Une étudiante m’a adressé un questionnaire sur le musée virtuel. Je publie ici les réponses que je lui ai faites.

Pouvez-vous m’expliquer en quoi consiste votre travail ?

J’ai étudié l’archéologie, le grec ancien et le latin à l’Université de Neuchâtel en Suisse. J’ai ensuite étudié l’anthropologie religieuse à l’Université de Paris IV. Professionnellement, je suis responsable des sites Internet d’un département de l’administration fédérale suisse, l’équivalent de vos ministères. Il y a quelques années, j’ai fait un Mastère en administration publique à l’Institut des Hautes études en administration publique à Lausanne. C’est à ce moment-là que je me suis intéressée au musée virtuel. Pour mon travail de diplôme[1], je voulais concilier mon domaine professionnel et mes études. J’ai fait une étude sur l’utilisation d’Internet par les musées suisses. La Suisse compte presque 1000 musées. C’est le pays au monde qui a la plus haute densité de musées par habitant. J’ai constaté que l’usage d’Internet se limitait essentiellement à la communication institutionnelle. Les musées suisses sont nombreux, mais de taille moyenne ou petite. Ils n’ont souvent pas la possibilité d’investir des moyens dans des projets de mise en ligne de leurs collections. J’ai proposé qu’ils s’allient pour publier leurs collections en ligne, ce qui va dans le sens d’un musée virtuel. Le Canada a créé un musée virtuel qui constitue un très bon modèle, mais qui est resté une expérience plutôt unique[2].
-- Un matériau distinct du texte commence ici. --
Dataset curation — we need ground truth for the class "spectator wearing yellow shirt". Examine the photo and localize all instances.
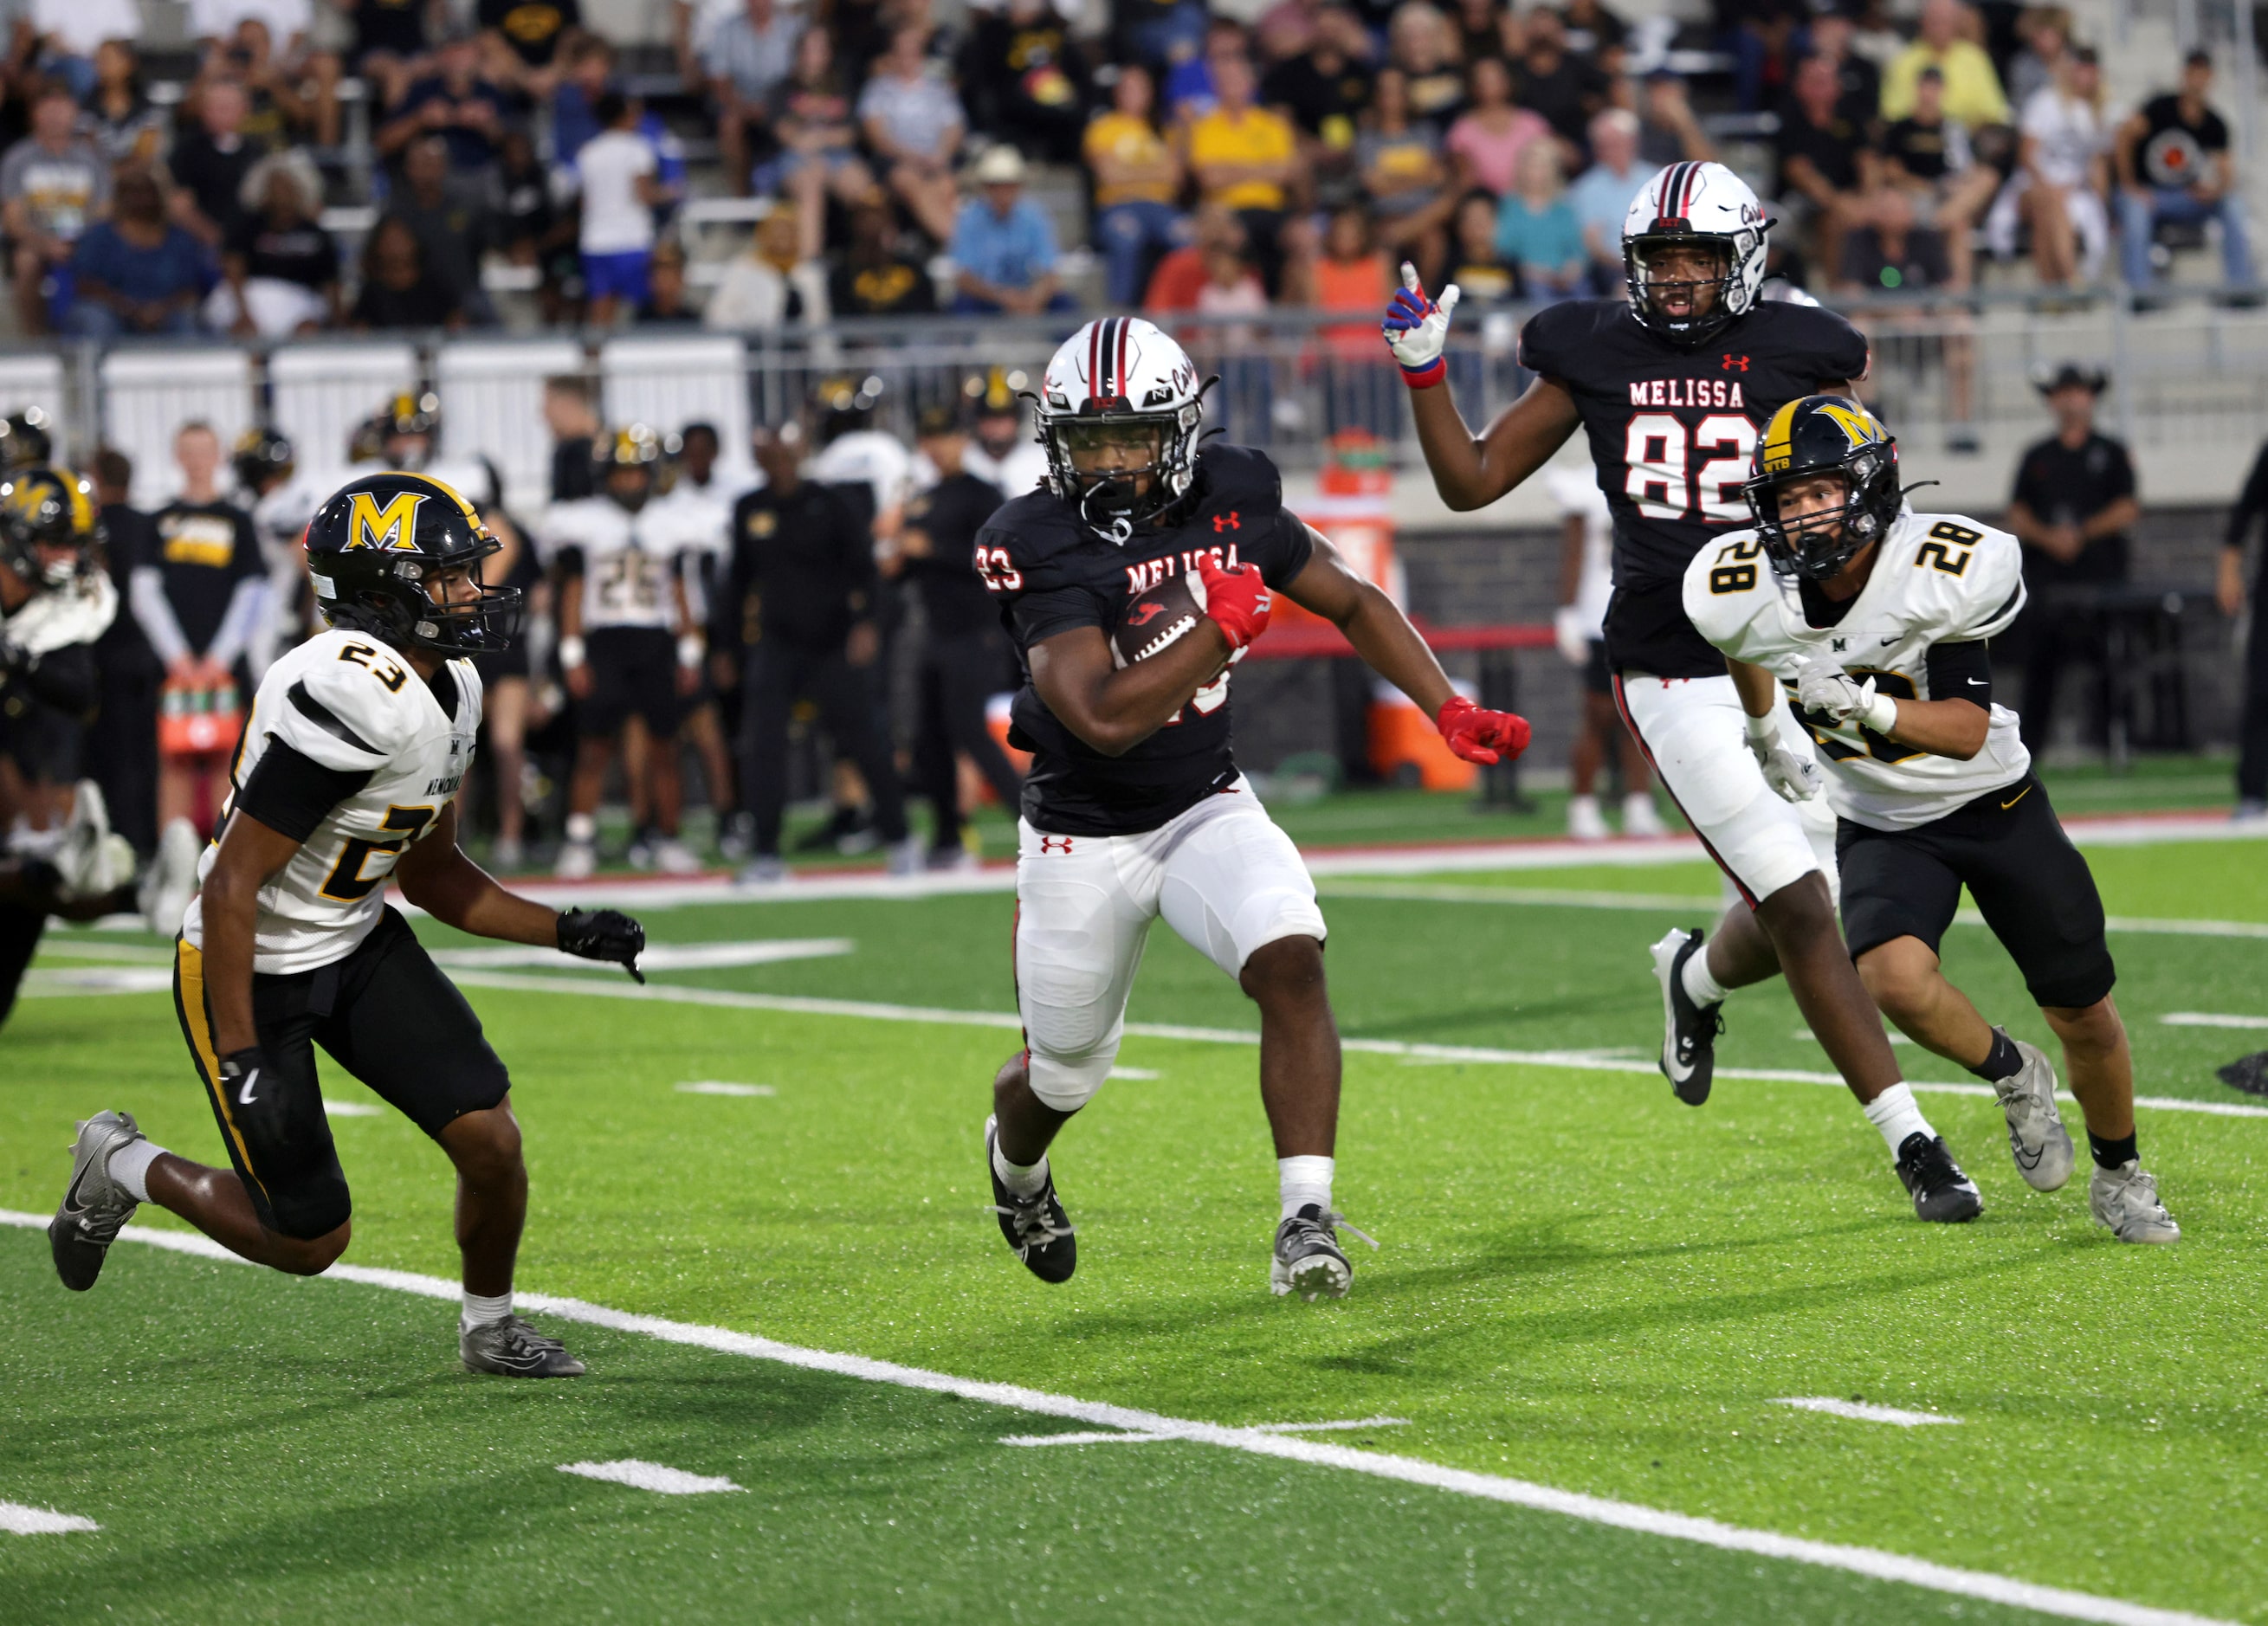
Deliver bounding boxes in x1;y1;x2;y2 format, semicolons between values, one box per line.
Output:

Après avoir terminé mon Mastère, j’ai ouvert un blog[3] pour continuer de travailler sur ce thème, j’ai écrit quelques articles, donné des cours et des conférences[4]. Je suis aussi active dans les médias sociaux.

Quelle est votre conception d’un musée virtuel ? 

La réponse à cette question dépend du sens que l’on donne au terme virtuel. Dans le domaine informatique, notamment dans celui du développement 3D et des jeux, on a utilisé ce terme pour désigner des univers ou des créatures dont le comportement correspond en partie au monde réel. On parle aussi d’images de synthèse. De ce fait, virtuel est souvent entendu comme factice, irréel, lié à l’illusion. Pour ma part, j’adopte la définition issue de la philosophie scholastique et reprise par Pierre Lévy, dans son ouvrage « Qu’est-ce que le virtuel ? »[5] :

Le mot virtuel vient du latin médiéval virtualis, lui-même issu de virtus, force, puissance. Dans la philosophie scolastique, est virtuel ce qui existe en puissance et non en acte. Le virtuel tend à s’actualiser, sans être passé cependant à la concrétisation effective ou formelle. L’arbre est virtuellement présent dans la graine. En toute rigueur philosophique, le virtuel ne s’oppose pas au réel mais à l’actuel : virtualité et actualité sont seulement deux manières d’être différentes.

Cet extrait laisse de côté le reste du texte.